Es kann zwischen 3 Monaten und mehreren Jahren dauern, bis es zu einer Genehmigung kommt. Oder eben zu einer endgültigen Ablehnung. Es wäre unfair von mir, diese Seite nicht auch zu zeigen.

Ich habe in meinem Leben mit Gehbehinderung schon mehrere Zuschüsse zu einem Auto erhalten.
Der Erste, damit ich meine Ausbildung abschließen kann. Dieser Antrag wurde problemlos genehmigt.
Mein zweiter Antrag, 10 Jahre später, war deshalb, weil sich meine Situation verschlimmert hatte. Hier musste ich schon mehr Arbeit in meinen Antrag stecken. Es hat ca. 3 Monate gedauert bis klar war, dass ich einen Zuschuss zu dem neuen Auto bekommen würde.
Jetzt ist es gerade so, dass ich seit einem Jahr darum kämpfe, den Zuschuss zu erhalten. Ich benötige ein größeres Auto, um meinen E-Rolli mitnehmen UND selbstständig fahren zu können.

In Zeiten knapper Kassen und vieler Sparmaßnahmen, ist es nicht mehr so einfach an Kraftfahrzeughilfe zu kommen. Obwohl wir in gewissem Maße einen Anspruch darauf haben.
Klar geht es hier nicht darum, in Saus und Braus zu leben, 😉 Nein, es geht um selbstbestimmte Teilhabe! Um ein unabhängiges Leben.
Wir, die wir eh schon jeden Tag mehr Kraft für alles brauchen, haben oft keine Kraft mehr, um lange Wege zu/mit Bus und Bahn zurückzulegen. Falls dies überhaupt geht. Wir bräuchten Entlassung, Unterstützung, mehr Leichtigkeit im Leben.

Auch wenn es keiner gerne zugibt, werden wir oft durch die äußeren Umstände behindert.
Die Wahrscheinlichkeit, dass man auf dem Land einen Zuschuss zum Auto bekommt, ist größer als in der Stadt. Denn dort kommt als Erstes das Argument der guten ÖPNV-Anbindungen. Unabhängig davon, was sonst noch für Argumente unsererseits, die gegen öffentliche Verkehrsmittel angebracht wurden.
Gesetzestexte werden gerne nur auf eine Weise ausgelegt (natürlich zugunsten des Amtes) obwohl man durchaus zu verschiedenen Ansichten kommen könnte.

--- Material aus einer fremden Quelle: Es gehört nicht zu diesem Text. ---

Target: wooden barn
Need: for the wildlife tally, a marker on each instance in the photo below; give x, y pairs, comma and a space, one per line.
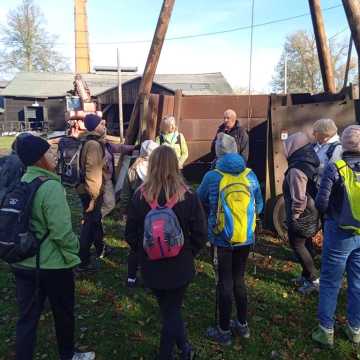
163, 85
38, 100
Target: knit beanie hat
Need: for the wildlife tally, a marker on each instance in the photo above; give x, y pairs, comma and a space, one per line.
326, 127
350, 139
91, 121
147, 147
225, 144
31, 149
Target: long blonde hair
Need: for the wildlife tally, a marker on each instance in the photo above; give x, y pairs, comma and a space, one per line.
164, 174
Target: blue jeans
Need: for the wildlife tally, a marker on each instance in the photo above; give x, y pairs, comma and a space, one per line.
341, 252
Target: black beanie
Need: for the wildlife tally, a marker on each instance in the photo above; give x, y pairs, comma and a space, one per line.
91, 121
31, 149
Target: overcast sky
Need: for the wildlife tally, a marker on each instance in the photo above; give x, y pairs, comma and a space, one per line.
117, 21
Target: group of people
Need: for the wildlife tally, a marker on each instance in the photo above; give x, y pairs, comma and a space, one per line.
167, 224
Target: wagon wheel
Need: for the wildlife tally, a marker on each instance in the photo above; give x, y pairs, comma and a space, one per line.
279, 217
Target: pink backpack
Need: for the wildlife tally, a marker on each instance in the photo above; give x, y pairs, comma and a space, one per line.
163, 236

Ich verstehe es ja irgendwie. Wenn man als Amt einmal einen Zuschuss gewährt, könnten bald mehr Menschen kommen und denselben Anspruch stellen. Das würde ganz schön teuer werden.
Nur steht es uns zu. Es gibt Gesetze, die eine Teilhabe möglich machen sollen, die sich an der Situation eines nicht behinderten, nicht sozialhilfebedürftigen Erwachsenen orientieren.

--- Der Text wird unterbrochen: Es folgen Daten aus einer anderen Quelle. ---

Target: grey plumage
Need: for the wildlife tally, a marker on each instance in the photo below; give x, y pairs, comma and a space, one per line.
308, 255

Dennoch lohnt es sich, einen Antrag auf Kraftfahrzeughilfe zu stellen!
Hab den Mut, es zu probieren. Ein umgebautes Auto kann dir dein Leben massiv erleichtern!
Nicht nur, dass du dann vielleicht wieder arbeiten gehen könntest (wenn es denn möglich wäre). Du könntest auch ein Ehrenamt ausüben. Etwas tun, was deinem Leben Sinn schenkt. Oder mit deiner Familie einfach den Alltag schmerzfreier gestalten. In so vielen Bereichen erleichtert ein Auto unser Leben.

Hab den Mut für dich einzustehen und werde wieder mobil.